The professor of molecular and cell biology is facing off against scientists
from the world's most prestigious institutions, including the National
Institutes of Health, World Health Organization and the Centers for Disease
Control and Prevention.
Medicine's inability to gain ground against the disease proves the virus
and AIDS are unrelated, Duesberg argues in his new and highly polemic book,
``Inventing the AIDS Virus.''
Government scientists, who linked HIV to AIDS in 1984, have misled the
nation and medical profession when it comes to AIDS research, he says.
Furthermore, Duesberg states, the effects of medicines prescribed to fight
AIDS including AZT, a powerful chemotherapeutic drug that kills growing
cells actually mirror the deadly disease.

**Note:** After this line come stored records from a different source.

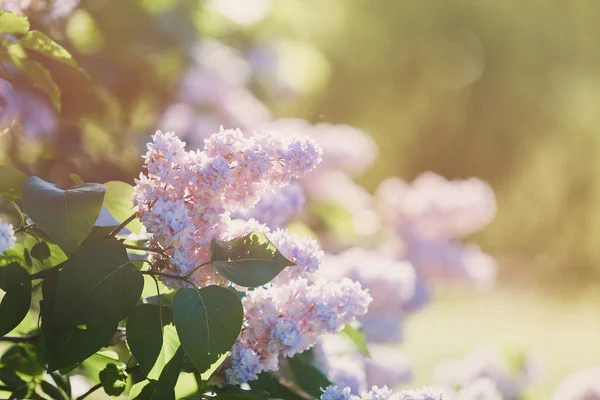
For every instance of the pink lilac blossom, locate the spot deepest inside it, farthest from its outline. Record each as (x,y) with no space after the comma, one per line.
(30,112)
(430,216)
(275,209)
(286,320)
(7,236)
(486,362)
(582,385)
(186,197)
(345,148)
(391,283)
(376,393)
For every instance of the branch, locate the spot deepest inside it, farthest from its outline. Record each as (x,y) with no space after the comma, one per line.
(92,390)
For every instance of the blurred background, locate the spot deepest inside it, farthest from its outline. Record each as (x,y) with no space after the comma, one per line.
(503,91)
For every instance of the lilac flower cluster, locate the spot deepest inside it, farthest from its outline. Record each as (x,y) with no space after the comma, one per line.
(33,114)
(486,362)
(376,393)
(582,385)
(285,320)
(7,236)
(186,197)
(431,215)
(277,208)
(44,10)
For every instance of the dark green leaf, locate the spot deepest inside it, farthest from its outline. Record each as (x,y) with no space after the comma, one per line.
(113,379)
(13,23)
(24,359)
(97,286)
(270,384)
(40,42)
(248,261)
(67,346)
(14,280)
(308,377)
(40,251)
(10,378)
(145,335)
(358,338)
(52,391)
(11,182)
(41,79)
(208,322)
(67,216)
(118,203)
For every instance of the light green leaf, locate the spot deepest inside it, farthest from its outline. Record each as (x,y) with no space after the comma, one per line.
(98,285)
(40,42)
(67,216)
(248,261)
(208,322)
(11,182)
(117,201)
(42,79)
(13,23)
(14,280)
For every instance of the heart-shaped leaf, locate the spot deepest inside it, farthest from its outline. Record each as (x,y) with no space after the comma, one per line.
(98,285)
(118,203)
(11,182)
(67,346)
(67,216)
(14,280)
(208,322)
(248,261)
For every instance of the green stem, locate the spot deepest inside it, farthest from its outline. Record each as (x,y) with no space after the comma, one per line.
(123,224)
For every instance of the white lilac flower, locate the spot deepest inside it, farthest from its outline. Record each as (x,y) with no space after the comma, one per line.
(7,236)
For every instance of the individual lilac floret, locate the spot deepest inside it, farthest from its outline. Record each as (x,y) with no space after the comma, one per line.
(186,197)
(376,393)
(286,320)
(391,284)
(582,385)
(7,236)
(487,362)
(345,148)
(275,209)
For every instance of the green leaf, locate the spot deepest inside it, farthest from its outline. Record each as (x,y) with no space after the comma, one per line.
(98,285)
(14,280)
(13,23)
(306,374)
(248,261)
(208,322)
(113,379)
(10,378)
(145,335)
(41,43)
(52,391)
(11,182)
(358,338)
(67,346)
(67,216)
(119,204)
(40,251)
(24,359)
(42,79)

Millions of dollars are funding research to find vaccines and therapies
for a harmless virus, Duesberg says. Meanwhile, people with HIV are needlessly
poisoning themselves with toxic medications.
He does not disagree that HIV is transmitted through sexual contact,
intravenous drug use, transfusions and from mothers to babies. But AIDS,
Duesberg says, is caused by long-term consumption of recreational drugs,
such as cocaine and heroin, and AIDS treatments - not HIV.
``Tragic deaths, time and money wasted, hysterical public debate over
a harmless virus these have been the fruits borne of a scientific establishment
grown too large for genuine science,'' Duesberg writes in his 722-page
tome.
Whether time proves him prophet or provocateur, Duesberg's book provides
a glimpse at the politics of science in this country. His book includes
200 pages of appendices and footnotes.
Though the nation's mainstream research establishment denounces his
conclusions, some high-profile scientists are open to his ideas, including
a handful of Nobel laureates, though they are not directly involved in
AIDS research.
U.S. government scientists, however, say a strong relationship exists.
Eventually, nearly every person who has tested positive for HIV antibodies
has suffered from AIDS-related diseases associated with weakened immune
systems. Those without HIV do not.
The CDC did not recommend AZT as a therapy until 1985, a time when 15,948
Americans already were suffering from full-blown AIDS. Today, more than
15,000 children under the age of 13 have AIDS and it's unlikely that they
have spent years shooting up heroin.